Note: the "-o" flag specifies the name of the output file. The "-c" flag tells the compiler to stop after the "compile" stage and before the "link" stage, generating an object file as the output.

Typing "make" on the command line would build this project and produce an executable named "main.exe". Typing "make" again would do nothing since all of the dependencies would evaluate to false since none of the source files had changed. Changing any of the source files and then typing "make" would cause only the required segments of the project to be recompiled. The make utility knows what files need to be rebuilt based on the dependencies that we have given it, so it is important that these dependencies are correct.

See also: GNU make documentation.

C: Declaration vs Definition

In computer science, there is a subtle but important distinction between a declaration and a definition.

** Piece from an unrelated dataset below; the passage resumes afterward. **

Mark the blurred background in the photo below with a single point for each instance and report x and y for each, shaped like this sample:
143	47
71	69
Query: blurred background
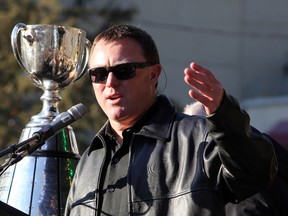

A declaration is a statement that something exists and what its characteristics are (name, and type). A definition is saying what that thing is.

A function declaration in C looks like this: void foo();. Note the semicolon. If we were to create a variable like that (int i;) we would declare that the variable exists without assigning it a value. When we declare a method without giving it a body, was are saying that this method exists somewhere, but we are not saying what it is. [Note: the variable in the example would still be "defined" since it was allocated space.] In C, these are referred to as function prototypes. In Java, they are called method signatures. They are functionally and conceptually the same.

To define a function, we must give it a body: void foo() {...}. This is saying what the function is and is a shorthand for the concept of saying: void foo() = {...}.

You can think of all of the symbols in a program as entries in a dictionary. The declarations are listing all of the words, and the definitions are assigning them meanings. Because programs must be unambiguous (so that they can be machine executed), each word that we declare must have exactly one definition. It would be ambiguous to have words with no definition (no meaning) or multiple definitions (multiple meanings) -- the machine would not know what to do.

Declarations can be used by the compiler to verify that function calls and function definitions match the exposed prototypes. C can use the function declarations (separated from their definitions) to achieve seperate compilation.

Separate compilation allows the differing functional units of a program to be compiled independently. If the function "foo" calls the function "bar," the two of them can be compiled separately if they both know the prototype for the "bar" method. Bar does not have to know anything about foo, and foo only has to know the declaration for bar. The linker can link the definition of bar to the call to bar in the method foo.

Separate compilation allows for large projects to be compiled without having to recompile every function every time a change is made. In the previous example, a change to foo would not require bar to be recompiled, and a change to bar would not require foo to be recompiled. A change to the declaration of bar would require both foo and bar to be recompiled though.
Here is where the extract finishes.